The advantages over the current implementation are:

  • Native Spark-SQL, the current implementation relies only on Hive UDAFs. The new implementation uses Spark SQL Aggregates. Hive UDAF's are still supported though.
  • Much better performance (10x) in running cases (e.g. BETWEEN UNBOUNDED PRECEDING AND CURRENT ROW) and UNBOUDED FOLLOWING cases.
  • The ability to process all Frame Specifications within a single Window execution phase. This improves memory usage and processing by a bit.
  • A lot of the staging code has been moved from the execution phase to the 'initialization' phase.
  • Increased optimization opportunities. AggregateEvaluation style optimization is possible for in frame processing.
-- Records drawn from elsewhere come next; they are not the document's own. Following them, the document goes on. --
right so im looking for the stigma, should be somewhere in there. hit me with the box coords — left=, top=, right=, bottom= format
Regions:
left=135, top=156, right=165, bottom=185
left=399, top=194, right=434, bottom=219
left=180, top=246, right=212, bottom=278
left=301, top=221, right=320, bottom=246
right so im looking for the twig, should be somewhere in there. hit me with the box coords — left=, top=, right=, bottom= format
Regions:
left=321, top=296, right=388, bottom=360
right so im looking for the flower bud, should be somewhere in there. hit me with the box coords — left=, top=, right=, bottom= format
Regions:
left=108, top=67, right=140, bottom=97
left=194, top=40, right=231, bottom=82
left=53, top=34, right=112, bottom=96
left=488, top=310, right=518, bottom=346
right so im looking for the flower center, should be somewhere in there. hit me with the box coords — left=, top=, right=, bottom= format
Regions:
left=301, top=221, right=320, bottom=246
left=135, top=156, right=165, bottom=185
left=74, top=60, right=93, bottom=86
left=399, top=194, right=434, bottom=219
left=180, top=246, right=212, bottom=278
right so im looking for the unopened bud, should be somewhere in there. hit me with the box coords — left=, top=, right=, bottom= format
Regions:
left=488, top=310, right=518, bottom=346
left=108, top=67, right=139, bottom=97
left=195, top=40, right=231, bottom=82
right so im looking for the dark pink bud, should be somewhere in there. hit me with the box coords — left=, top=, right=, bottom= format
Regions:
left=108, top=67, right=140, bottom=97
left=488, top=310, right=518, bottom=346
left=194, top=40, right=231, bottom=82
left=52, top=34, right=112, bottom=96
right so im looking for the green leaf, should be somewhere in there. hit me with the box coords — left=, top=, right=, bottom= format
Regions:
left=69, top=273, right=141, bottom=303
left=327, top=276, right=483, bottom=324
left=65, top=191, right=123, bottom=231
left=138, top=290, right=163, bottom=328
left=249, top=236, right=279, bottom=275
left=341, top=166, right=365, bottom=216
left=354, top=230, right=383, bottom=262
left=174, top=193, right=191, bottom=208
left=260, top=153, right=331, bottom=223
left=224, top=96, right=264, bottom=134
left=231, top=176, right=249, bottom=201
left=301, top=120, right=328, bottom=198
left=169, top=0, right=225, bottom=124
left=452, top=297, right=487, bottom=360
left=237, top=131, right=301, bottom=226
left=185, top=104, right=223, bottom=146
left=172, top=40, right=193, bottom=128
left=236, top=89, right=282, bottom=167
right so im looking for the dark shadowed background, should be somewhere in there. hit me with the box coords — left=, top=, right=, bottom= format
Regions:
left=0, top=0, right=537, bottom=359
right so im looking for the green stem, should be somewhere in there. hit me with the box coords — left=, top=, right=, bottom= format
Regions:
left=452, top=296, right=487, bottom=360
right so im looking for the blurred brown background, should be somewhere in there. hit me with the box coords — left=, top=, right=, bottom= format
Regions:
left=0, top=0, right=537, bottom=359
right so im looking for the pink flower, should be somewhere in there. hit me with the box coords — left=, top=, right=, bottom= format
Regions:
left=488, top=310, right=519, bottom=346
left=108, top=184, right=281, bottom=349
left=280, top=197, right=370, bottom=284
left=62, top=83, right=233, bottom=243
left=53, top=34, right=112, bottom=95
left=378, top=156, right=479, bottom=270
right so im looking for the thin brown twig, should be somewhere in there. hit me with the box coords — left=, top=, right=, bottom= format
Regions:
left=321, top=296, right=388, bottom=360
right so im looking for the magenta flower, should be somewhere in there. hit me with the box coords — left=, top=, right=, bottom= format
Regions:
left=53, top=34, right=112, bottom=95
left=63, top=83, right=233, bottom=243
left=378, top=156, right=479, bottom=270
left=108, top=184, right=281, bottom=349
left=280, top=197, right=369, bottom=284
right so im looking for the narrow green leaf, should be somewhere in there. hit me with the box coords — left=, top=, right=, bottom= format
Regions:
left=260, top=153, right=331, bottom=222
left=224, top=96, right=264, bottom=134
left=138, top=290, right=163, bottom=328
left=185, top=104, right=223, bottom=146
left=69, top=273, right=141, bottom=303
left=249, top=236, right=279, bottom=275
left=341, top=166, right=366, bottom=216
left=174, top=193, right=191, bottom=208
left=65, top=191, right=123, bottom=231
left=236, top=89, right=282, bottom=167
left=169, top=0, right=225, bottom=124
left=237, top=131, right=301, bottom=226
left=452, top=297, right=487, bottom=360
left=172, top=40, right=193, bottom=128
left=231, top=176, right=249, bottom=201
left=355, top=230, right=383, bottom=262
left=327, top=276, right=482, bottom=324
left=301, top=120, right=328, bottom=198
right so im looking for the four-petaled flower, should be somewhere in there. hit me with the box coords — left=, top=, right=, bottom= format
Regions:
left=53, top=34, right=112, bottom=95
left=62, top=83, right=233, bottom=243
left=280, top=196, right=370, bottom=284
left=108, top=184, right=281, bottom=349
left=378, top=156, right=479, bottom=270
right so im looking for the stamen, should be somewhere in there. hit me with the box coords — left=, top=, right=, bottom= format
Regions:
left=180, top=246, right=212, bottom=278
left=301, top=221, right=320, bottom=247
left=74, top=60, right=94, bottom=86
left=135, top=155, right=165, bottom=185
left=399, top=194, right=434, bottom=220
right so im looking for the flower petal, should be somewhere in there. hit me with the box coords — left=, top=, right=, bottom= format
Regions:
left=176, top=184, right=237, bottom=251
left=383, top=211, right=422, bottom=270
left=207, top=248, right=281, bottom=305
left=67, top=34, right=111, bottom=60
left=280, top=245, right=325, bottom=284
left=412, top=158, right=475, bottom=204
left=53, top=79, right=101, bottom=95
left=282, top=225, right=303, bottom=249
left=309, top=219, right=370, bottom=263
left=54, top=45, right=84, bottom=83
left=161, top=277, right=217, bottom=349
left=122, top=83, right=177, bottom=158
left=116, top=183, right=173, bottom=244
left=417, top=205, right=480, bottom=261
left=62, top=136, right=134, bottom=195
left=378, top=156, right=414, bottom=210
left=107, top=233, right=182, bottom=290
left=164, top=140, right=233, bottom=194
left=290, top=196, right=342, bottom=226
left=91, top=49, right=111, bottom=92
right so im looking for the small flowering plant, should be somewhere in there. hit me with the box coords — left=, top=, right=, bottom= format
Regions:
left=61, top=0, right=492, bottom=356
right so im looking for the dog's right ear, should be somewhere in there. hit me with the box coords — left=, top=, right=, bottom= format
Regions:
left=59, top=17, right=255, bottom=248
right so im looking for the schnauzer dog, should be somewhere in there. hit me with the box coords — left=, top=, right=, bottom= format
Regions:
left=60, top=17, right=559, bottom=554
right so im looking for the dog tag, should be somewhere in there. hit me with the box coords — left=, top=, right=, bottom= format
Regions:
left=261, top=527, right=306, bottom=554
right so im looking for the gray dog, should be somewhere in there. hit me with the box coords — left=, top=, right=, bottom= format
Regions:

Tungsten might also provide interesting optimization opportunities.

Usage

  • Have a build of SPARK 1.4.0 ready, and make sure the JARS are installed to your local maven repo.
  • Create an assembly using SBT.
sbt assembly
  • Launch spark shell with the produced JAR (target/scala-2.10/spark-window_2.10-0.01.jar) attached.
  • Execute the following code
import com.databricks.spark.csv._
import org.apache.spark.sql.WindowedData._
import org.apache.spark.sql.hive.WindowTestHiveContext

// Create a Hive Context with the enabled feature. 
val sqlContext = new WindowTestHiveContext(sc)
sqlContext.setConf("spark.sql.useWindow2Processor", "true")

// Load a CSV file
val airlines = sqlContext.csvFile("src/test/resources/allyears2k_headers.csv")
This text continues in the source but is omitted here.